Maka Ki Buyut memagang Sang Nagaraja, agar sudi ikut ke Keraton Cerbon, sebagai saksi juga barang bukti atas keberhasilan tugas yang ia embank. Dengan kesaktiannya Nagaraja yang begitu besar dan panjang, dalam genggamannya tiba-tiba saja menyusut hingga sebesar cacing tanah. Oleh Ki Buyut Muji Nagaraja di taruh ke dalam wadah tembakau kesayangannya.

Tak berapa lama Ki Buyut Muji  hadir di Bangsal Prabayaksa Keraton Cerbon di hadapan Sang Sultan Cerbon.

“Kibuyut,” kata Sang Sultan lembut perlahan, “ lekas engkau ceritakan apa yang terjadi dan bagaimana pemecahan masalahnya.

Gusti sesembahan hamba,” katanya perlahan sambil kedua tangannya menjura dengan dahi condong ke bawah, “ Akhirnya hamba mengetahui sebab musababnya, hal itu terjadi karena ada sebangsa ular siluman bernama Nagaraja penguasa Pulau Antaboga, pulau di tengah dam itu. Ia tidak menerima karena tanpa seizinnya sebagai penguasa gaib di sana, Belanda berani membuat dam. Hamba membujuknya agar mau menghentikan segala tindakannya, namun ia melawan. Alhamdulilah atas seizin-Nya ia sanggup hamba taklukan Gusti, bahkan ia hamba bawa serta kemari.”

“Jika begitu aku ingin melihatnya,” kata Sang Sultan dengan penuh minat. Ki Buyutpun menyodorkan wadah tembakau dan dibukanya perlahan-lahan.

Sang Sultan melihat ada seekor ular yang tak jauh beda dengan cacing. Sambil menggeleng-gelengkan kepala ia berkata, “Sungguh heran, ular sebesar ini sanggup menghentikan pekerjaan Belanda yang dilakukan oleh beratus-ratus orang.”

Mendengar hal tersebut Ki Buyut Muji tersenyum simpul, “Gusti ukuran sesungguhnya tidak sekecil ini, silahkan paduka lihat sejenak.” Ia pun menurunkan Nagaraja ke lantai Keraton, dengan sekejap mata Nagaraja kembali keukuran semula konon saking besarnya kepala Nagaraja memenuhi Prabayaksa dan Sri Manganti. Sedangkan ujung ekornya ada di alun-alun Sangkala Buana (alun-alun Keraton Kasepuhan).

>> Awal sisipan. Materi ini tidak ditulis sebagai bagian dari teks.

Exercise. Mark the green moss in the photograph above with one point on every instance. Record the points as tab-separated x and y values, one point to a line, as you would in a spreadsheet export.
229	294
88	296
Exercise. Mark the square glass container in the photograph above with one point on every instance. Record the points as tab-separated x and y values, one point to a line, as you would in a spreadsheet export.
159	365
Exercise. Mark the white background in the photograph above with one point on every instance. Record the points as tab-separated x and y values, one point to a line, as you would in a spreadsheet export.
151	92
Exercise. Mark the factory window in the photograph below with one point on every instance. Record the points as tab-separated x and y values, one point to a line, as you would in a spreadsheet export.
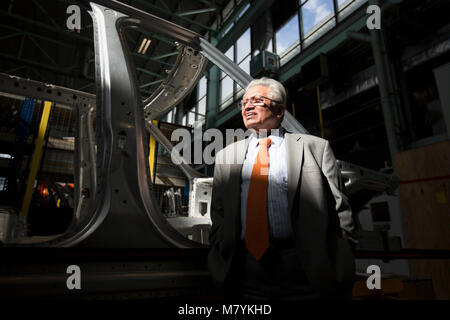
169	116
243	56
201	100
226	84
3	183
191	117
345	7
288	40
317	18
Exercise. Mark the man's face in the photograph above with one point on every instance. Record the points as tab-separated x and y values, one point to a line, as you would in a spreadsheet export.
261	117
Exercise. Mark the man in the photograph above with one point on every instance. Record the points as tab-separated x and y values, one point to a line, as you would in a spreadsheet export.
279	219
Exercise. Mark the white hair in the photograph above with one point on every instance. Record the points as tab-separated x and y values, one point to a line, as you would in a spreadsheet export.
277	91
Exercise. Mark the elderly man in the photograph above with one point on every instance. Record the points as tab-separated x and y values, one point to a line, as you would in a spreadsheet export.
279	219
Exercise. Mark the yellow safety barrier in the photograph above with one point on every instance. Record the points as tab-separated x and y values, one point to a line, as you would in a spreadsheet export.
36	159
152	152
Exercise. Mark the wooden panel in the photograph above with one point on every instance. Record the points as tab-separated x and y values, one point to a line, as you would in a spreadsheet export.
424	193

Sang Sultan terperanjat, “ Kibuyut lekas kau masukan lagi ketempatnya tadi.” Katanya gusar tanpa bisa menyembunyikan rasa keheranannya. Ki Buyut pun lekas meraih kepala Nagaraja, maka ia pun kembali mengecil, lekas dimasukan  kembali kedalam wadah tembakau.

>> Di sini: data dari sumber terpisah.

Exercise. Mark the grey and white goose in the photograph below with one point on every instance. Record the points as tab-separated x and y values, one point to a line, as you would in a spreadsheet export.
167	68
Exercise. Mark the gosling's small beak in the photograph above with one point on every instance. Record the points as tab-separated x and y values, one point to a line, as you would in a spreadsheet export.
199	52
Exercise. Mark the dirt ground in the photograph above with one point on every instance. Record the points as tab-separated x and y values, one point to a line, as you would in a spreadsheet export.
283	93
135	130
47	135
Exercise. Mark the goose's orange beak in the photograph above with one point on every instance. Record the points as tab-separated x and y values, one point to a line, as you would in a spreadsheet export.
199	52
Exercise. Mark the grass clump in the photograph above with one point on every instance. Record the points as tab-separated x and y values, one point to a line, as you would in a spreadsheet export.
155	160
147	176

“Lantas dengan takluknya dia olehmu, itu akan serta merta menghentikan aksi pembunuhan?” tanya Sang Sultan , dengan nada suara yang sudah tenag kembali.

“Pendek kata begitu yang Mulia,” katanya lantas ia melanjutkan, namun itu pun dengan persyaratan setiap tahun di dam itu dipertunjukan wayang kulit dan aku yang menjadi dalangnya, begitu seterusnya hingga anak cucu keturunanku kelak.”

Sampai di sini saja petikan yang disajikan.